Der Wert der Person unterliegt – in gewisser Vergleichbarkeit zur Genealogie der Menschenrechte – einer diffusen Wunsch-Gestalt. Warum hat der Begriff so eine starke Wirkung und worauf gründet er tatsächlich? Vermutungen verweisen uns in die Richtung der Berufsethik der helfenden Professionen. Hier hat die Orientierung an Personen naturgemäß einen guten Klang; sie gehört gewissermaßen zum guten Ton. Die Gründe hierfür sind vielschichtig: Wer von Personen spricht, möchte sich von den Fallstricken der Administration distanzieren. Ihm geht es vermutlich darum, den Anderen nicht als ein Objekt der verwalteten Welt zu behandeln, ihm bürokratische Prozesse aufzubürden, sondern vielleicht eher: ermutigen, stärken, fördern, jemanden empathisch begleiten. Der Unterschied liegt so deutlich vor Augen: Jenseits einer Welt der Objekte und Relationen, der abstrakten Systemprobleme und der kalten Verfahren ist die Beziehung zu Anderen primär und lebensdienlich. Sich unmittelbar, unverstellt und authentisch an Personen zu wenden, darin kommt ein Grundzug zum Ausdruck, der den festen Kern der Berufsethik auszeichnet.

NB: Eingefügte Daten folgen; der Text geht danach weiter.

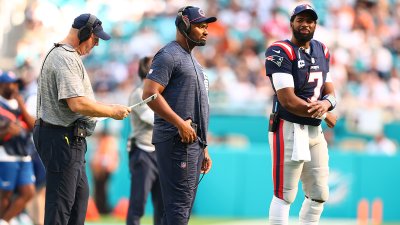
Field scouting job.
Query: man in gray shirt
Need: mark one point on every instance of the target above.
(181, 114)
(65, 111)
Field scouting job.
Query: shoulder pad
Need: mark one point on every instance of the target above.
(326, 50)
(287, 48)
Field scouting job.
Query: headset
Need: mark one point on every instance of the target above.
(86, 31)
(184, 26)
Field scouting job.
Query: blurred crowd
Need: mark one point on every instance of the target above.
(363, 37)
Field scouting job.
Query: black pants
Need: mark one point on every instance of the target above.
(67, 189)
(144, 179)
(179, 166)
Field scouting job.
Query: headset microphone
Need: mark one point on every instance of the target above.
(198, 43)
(184, 26)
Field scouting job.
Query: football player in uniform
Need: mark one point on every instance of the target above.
(304, 94)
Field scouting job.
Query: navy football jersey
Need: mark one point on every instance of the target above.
(309, 71)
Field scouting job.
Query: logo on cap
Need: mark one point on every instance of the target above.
(201, 12)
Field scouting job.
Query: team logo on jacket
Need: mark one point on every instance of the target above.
(275, 59)
(183, 165)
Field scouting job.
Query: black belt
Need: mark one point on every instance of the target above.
(43, 123)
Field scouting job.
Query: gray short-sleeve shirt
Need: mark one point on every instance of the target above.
(63, 76)
(186, 90)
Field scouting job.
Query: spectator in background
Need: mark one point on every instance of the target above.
(142, 157)
(104, 162)
(381, 145)
(15, 161)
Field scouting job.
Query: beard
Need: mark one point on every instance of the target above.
(302, 37)
(200, 43)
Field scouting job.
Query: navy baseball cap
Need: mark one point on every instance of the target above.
(8, 77)
(196, 15)
(81, 21)
(303, 8)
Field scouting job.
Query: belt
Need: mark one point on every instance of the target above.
(42, 123)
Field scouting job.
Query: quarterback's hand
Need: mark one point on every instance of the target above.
(120, 111)
(207, 162)
(330, 120)
(317, 108)
(188, 135)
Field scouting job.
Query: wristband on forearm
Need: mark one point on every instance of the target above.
(322, 117)
(331, 100)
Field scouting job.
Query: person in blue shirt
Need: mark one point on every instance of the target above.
(181, 114)
(304, 94)
(142, 156)
(15, 157)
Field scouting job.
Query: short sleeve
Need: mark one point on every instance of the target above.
(161, 68)
(69, 77)
(276, 61)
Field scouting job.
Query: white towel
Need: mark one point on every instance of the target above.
(301, 149)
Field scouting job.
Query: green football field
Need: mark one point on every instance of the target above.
(108, 220)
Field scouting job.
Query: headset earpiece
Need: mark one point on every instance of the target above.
(183, 21)
(86, 31)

Es handelt sich hier um mehr als ein bloßes Gefühl oder eine beliebige Haltung. Der Wert der Person ist zu verteidigen, gerade weil wir in Zeiten leben, die die erhöhte Verletzbarkeit des Menschen sichtbar werden lassen (Dziabel 2017). Über Vulnerabilität im weitesten Sinne wird viel geschrieben, doch steht in Frage, welcher Weltbezug sich als tragend erweisen kann und worauf sich die ethische Reflexion gründen könnte.

Leben wir demgemäß in einem Zeitalter der erhöhten Verletzbarkeit, wie die zeitgenössische Philosophie dies nahelegt? Allein durch die Tatsache der »Geografien der Verletzbarkeit«, so Marc Crepon stellvertretend, steigt unser Bewusstsein für die allen gemeinsame Verletzbarkeit, die die Menschen »über kulturelle oder religiöse Differenzen hinweg verbindet« (Crepon 2014, S. 271). Die Verwundbarkeit zeigt auf den Spalt inmitten einer globalisierten Welt und somit auf die wechselseitige Abhängigkeit, die mit jeder weiteren Gewalt »vergrößert, ausgeweitet und schließlich universalisiert« (ebd.) werde.

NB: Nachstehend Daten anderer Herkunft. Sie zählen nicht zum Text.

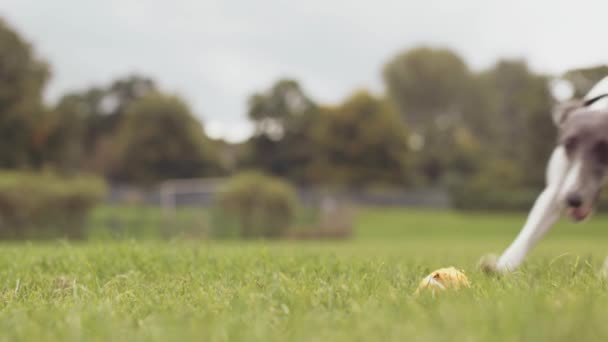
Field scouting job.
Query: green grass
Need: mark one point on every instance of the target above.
(359, 290)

Wer von Personen spricht, hat somit immer mehr als nur das bloße, nackte Leben im Sinn. Die Philosophie des verletzbaren Lebens erzeugt vielmehr einen spezifischen Druck, der überall, auch in der Sphäre der pädagogischen Professionen, spürbar wird. Denn es reicht wohl nicht hin, die Würde des Einzelnen zu betonen, wenn dieser bereits in der Sprache oder durch die geografische Lage ausgesetzt wurde. Hier macht die neuzeitliche Philosophie darauf aufmerksam, dass gegen die vielfältigen Gesichter der Gewalt letztlich nur die »Rückbindung an die Singularität des Opfers hilft« (Kapust 2014, S. 51). Eine Erinnerung an das unverfügbare Maß, an das jede ethische Reflexion gebunden ist.

Indes: Können wir diese Aussagen auf der Höhe der zeitgenössischen Philosophie auf konstruktive pädagogische Ebenen übertragen? Können wir also in gleichem Maße von Unverfügbarkeit und Einzigartigkeit in pädagogischen Sinnzusammenhängen sprechen? Dies soll in den...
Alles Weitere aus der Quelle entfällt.